You’re half right. This article is very good, it reminds us that we should treat children with more respect, that we should be models for them. We can not expect our children to wach less TV if we are a contradiction. Expect them to do exactly what we are not doing. This article is not telling us to let our children do all they want with no supervision or no guidance, or to let them play in the middle of the street if they want that. Just let them have some choices, and freedom.
You’re right that “is no line which ought not be crossed” mentioned in the article. But we should know how to include the general advise presented in the article in our lives.
Are you a neurologist?
I think what the author of this article is saying is that parents/guardians should practice what they preach. Also, maybe some children will be more likely to cooperate if given choices, rather than just being told what they are going to do.
Another extremely important contradiction we teach children is that they don’t actually have bodily autonomy.

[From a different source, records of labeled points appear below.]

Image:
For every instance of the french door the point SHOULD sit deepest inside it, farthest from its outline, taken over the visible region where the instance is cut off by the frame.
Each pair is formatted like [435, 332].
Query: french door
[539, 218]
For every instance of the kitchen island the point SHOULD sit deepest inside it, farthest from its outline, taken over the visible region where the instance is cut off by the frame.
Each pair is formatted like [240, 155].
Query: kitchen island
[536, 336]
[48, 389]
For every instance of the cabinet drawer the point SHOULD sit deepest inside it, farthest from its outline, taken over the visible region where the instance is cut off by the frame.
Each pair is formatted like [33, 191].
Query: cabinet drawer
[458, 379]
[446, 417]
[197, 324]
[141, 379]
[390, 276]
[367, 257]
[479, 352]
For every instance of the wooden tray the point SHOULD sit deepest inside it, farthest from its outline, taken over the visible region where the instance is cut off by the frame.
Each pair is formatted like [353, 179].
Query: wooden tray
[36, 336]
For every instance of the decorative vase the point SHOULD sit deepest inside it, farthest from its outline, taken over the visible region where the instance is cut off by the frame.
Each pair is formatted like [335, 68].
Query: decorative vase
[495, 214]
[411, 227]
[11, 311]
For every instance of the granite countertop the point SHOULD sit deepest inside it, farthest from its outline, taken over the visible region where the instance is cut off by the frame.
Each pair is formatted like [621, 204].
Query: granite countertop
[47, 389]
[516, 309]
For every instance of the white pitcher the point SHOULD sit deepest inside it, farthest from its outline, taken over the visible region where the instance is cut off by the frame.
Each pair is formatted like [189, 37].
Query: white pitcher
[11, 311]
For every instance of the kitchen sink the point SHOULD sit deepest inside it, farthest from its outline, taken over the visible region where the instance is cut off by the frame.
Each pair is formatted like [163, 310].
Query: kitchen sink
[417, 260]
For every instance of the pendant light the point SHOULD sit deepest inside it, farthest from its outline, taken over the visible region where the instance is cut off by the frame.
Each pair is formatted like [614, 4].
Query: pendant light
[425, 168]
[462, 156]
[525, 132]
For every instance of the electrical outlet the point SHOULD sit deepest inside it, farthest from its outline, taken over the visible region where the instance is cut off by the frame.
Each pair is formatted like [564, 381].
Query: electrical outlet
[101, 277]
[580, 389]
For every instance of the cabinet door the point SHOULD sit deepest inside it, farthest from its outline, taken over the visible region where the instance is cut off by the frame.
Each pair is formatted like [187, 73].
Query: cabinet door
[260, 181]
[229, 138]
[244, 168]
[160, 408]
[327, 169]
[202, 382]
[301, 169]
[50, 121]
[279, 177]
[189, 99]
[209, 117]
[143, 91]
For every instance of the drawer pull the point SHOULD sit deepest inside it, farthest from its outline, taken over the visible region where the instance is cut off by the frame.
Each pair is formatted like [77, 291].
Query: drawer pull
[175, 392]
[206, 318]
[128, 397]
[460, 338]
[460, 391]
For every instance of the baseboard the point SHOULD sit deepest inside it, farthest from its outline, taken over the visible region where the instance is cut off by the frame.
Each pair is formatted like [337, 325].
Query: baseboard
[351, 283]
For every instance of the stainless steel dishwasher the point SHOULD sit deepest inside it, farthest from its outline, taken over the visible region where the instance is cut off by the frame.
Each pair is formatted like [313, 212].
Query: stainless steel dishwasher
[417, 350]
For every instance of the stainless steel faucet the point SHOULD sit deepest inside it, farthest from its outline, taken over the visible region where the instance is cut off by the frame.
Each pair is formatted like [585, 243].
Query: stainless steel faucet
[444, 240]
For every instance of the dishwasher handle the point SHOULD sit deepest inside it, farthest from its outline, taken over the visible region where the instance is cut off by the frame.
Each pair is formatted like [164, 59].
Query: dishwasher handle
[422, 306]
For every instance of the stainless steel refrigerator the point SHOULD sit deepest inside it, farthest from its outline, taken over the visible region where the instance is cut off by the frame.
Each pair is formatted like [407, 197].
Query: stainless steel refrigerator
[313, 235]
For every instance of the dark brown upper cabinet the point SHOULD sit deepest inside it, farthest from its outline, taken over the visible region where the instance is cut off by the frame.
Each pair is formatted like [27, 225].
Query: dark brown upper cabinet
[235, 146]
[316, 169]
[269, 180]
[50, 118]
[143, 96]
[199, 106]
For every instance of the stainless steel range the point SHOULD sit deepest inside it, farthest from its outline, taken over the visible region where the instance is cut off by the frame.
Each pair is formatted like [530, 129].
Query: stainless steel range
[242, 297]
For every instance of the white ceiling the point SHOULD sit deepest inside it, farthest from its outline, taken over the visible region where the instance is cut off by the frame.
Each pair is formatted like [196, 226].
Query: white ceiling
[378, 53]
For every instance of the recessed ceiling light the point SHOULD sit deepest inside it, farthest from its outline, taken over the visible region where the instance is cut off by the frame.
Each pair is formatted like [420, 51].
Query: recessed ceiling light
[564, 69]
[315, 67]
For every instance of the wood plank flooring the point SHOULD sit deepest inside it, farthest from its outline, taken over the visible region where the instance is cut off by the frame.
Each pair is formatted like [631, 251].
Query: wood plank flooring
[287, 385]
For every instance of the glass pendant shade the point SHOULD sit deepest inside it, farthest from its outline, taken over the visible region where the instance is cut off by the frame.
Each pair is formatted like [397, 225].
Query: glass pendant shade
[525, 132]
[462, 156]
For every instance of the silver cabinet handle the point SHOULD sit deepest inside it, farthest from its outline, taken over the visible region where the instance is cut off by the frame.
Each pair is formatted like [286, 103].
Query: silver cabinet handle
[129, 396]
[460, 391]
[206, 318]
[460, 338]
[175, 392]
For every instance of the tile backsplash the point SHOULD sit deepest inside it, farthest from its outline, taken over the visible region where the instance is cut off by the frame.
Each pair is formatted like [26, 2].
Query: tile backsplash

We tell them how important it is that no one touches them in a way that makes them uncomfortable, how we’ll always heed then when they say it’s happened but then we force them to give affection. “Stop being mean and hug your uncle/grandma/cousin.” As adults we are far less likely to be forced to hug, kiss, or sir on the lap of another person we don’t want to be physical with.
I wish this would of been out 27 years ago I would still be connected with my children.
I agree with all of these goals for how to treat children, and it’s a good reminder for many. Builds autonomy and belonging. The first point, about sleeping alone, works for me mostly, and that’s what I did with my son. But I also wonder about when they get older, in college or middle aged, and don’t have the experience of sleeping alone and feeling safe. For many children, it’s impractical to sleep with family members and they probably develop great skills of self-reliance. Very interesting!
We assume whatever this article’s author means is that parents should follow what they are teaching. Often, if given options, some kids will be more likely to comply, rather than only becoming told what they are allowed to do.
Yep, great stuff. Some quite challenging and challengeable. And great comments. A comment of mine then on the huge ice cream picture one. One of the single biggest challenges for any parent. And one of the easiest to fix. Some day, parents will realise that one thing kids can’t possibly know, immature pre frontal cortex or not, is that conventional ice cream is not food, not something for kids. Rather it is, normally, a means of conveying a large shot of processed fructose into the user. It’s a baby drug, like grown ups alcohol. Does exactly the same thing to the user. You don’t know it is, but I do? Too soon? Too boring? Too radical for 2021? Anyway, life we find, is so much easier without that one around for our young one. And so much better for brain and body development in young people.